Zwischen Zahnarzttermin und Gedankenkaries

De Marné wünscht sich ein neues Verständnis von Vorsorge:

„Ich freue mich auf den Tag, an dem ich nicht nur zwei Mal im Jahr zum Zahnarzt zur Vorsorge gehe, sondern auch prophylaktisch zum Psychologen – gegen den Gedankenkaries.“

Physiotherapeutin Annette Brand aus dem Publikum brachte es auf den Punkt: „Wir haben kein Gesundheitssystem, wir haben ein Krankheitssystem – weil es zu spät greift.“

Prävention sei dringend notwendig – nicht nur menschlich, sondern auch wirtschaftlich. Das betonte auch de Marné mit Blick auf Unternehmen: Wenn nicht in mentale Gesundheit investiert werde, koste das langfristig deutlich mehr. Schließlich erkrankt etwa jeder dritte Mensch im Laufe seines Lebens an einer psychischen Erkrankung.

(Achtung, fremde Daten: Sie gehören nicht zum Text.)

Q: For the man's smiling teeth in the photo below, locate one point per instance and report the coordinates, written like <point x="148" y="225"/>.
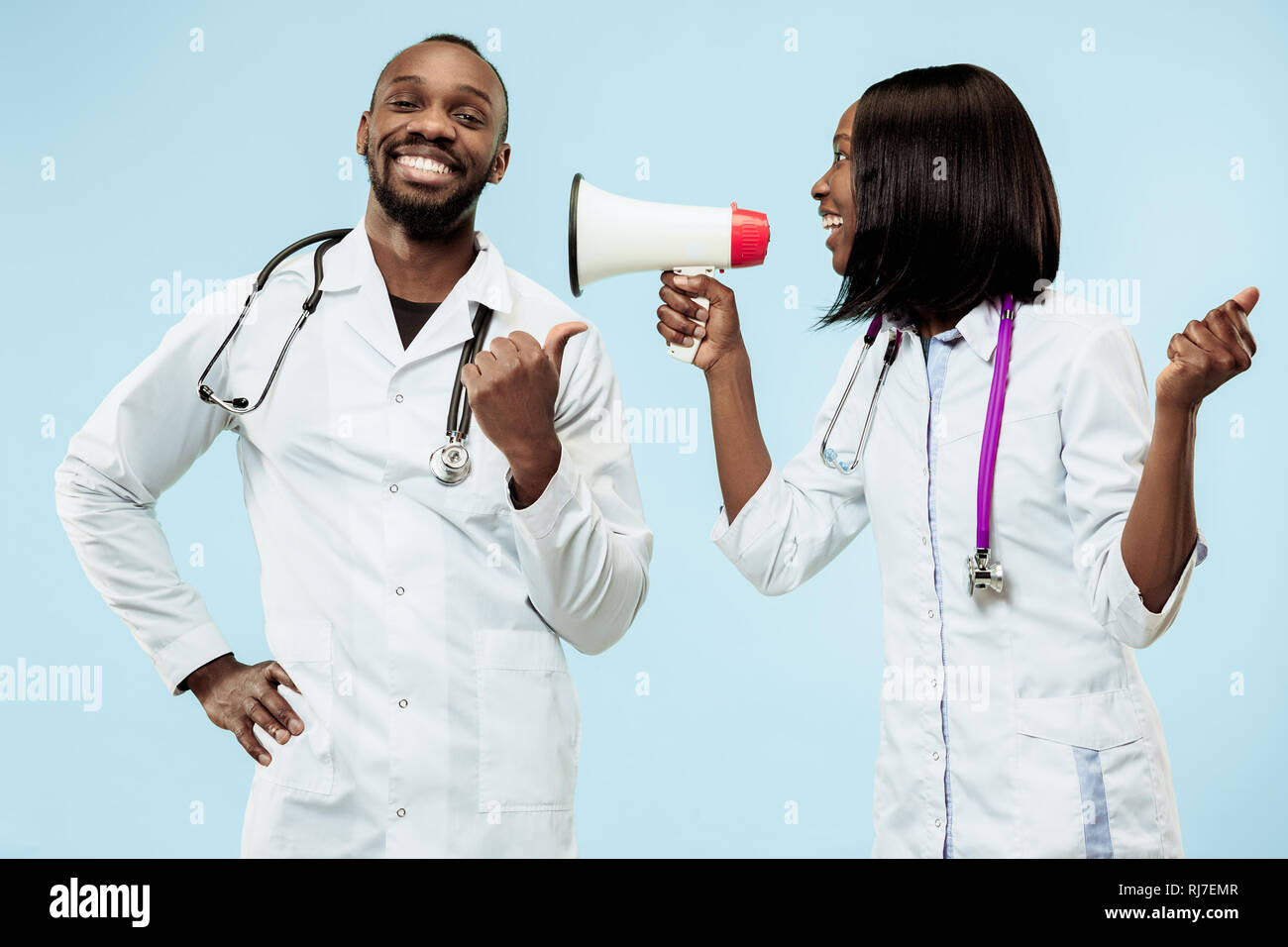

Wie Schule stark machen kann

Ein weiterer Schwerpunkt war der Umgang mit psychischer Gesundheit in der Schule. Dass das Thema auch in die Klassenzimmer gehört, darüber waren sich alle einig. Aus dem Publikum kam vermehrt die Frage auf, ob es nicht Zeit für ein neues Schulfach wie „Glück“ oder „Leben“ sei, wie es in den skandinavischen Ländern doch Gang und Gäbe ist.“ Auch Dominique de Marné stimmte dem zu: „Ich schüttle immer wieder den Kopf, wenn ich mir überlege, dass meine Kinder ins gleiche Bildungssystem geschickt werden wie schon mein Großvater. Dabei sieht die Welt heute so viel anders aus als zu seinen Zeiten. Ich wünsche mir, dass Kids heute besser auf diese schnellere, intensivere, unsichere Welt vorbereitet werden. Ja, das könnte auch zum Beispiel durch ein Schulfach „Leben“ passieren – dort lernt man dann was über Mentale Gesundheit, körperliche Gesundheit, Steuern, Versicherungen & Co.“. Dazu zählt für die Mental Health Advocate auch das Thema Resilienz:  „Die Welt wird immer schneller und bunter – und wenn wir jungen Menschen nicht zeigen, wie sie sich innerlich verankern, dann lähmt sie das.“ Kerstin Celina, sozialpolitische Sprecherin der bayerischen Fraktion der Grünen, stimmte ihr bei: Sie nehme der der derzeitigen Bildungsministerin Stolz ab, dass auch sie das Thema auf dem Schirm habe und ernst nehme. Jedoch fehle es Stand heute an Lehrkräften, die entsprechend geschult seien. „Das ist ein langer Prozess, der aber immens wichtig ist.“ Sie hebt außerdem die Bedeutung von Selbstwirksamkeit bei jungen Menschen hervor:

„Es ist etwas anderes, ob ich weiß, dass ein Baum 120 Liter Wasser braucht, oder ob ich spüre, was es bedeutet, diese 120 Liter selbst in Gießkannen zu befüllen, den Baum zu bewässern und ein halbes Jahr später sehe, was daraus werden kann.“

Deshalb seien außerschulische Erfahrungen durch Schulausflüge von enormer Bedeutung – und sollten nicht an finanziellen Mitteln scheitern.

Psychologe Harald Müller vom Institut für Resilienz und Potenzialentfaltung (INREPO) stimmt sowohl de Marné als auch Celina zu und ergänzt dies mit seinen Erfahrungen aus der Praxis. Er unterstreicht erneut, wie wertvoll gezielte Dankbarkeitstrainings sind – wie bereits von de Marné betont – und bringt es auf den Punkt: „Dankbare Menschen sind glückliche Menschen.“

Nach dem offiziellen Teil blieben viele noch da. Nicht aus Höflichkeit – sondern weil es noch viel zu sagen gab. Es wurde weitergeredet, diskutiert, gelacht – auch so kann mentale Gesundheit aussehen.

Dabei wurde auch betont, wie wichtig es ist, solche Veranstaltungen nicht nur in Großstädten, sondern auch im ländlichen Raum stattfinden zu lassen.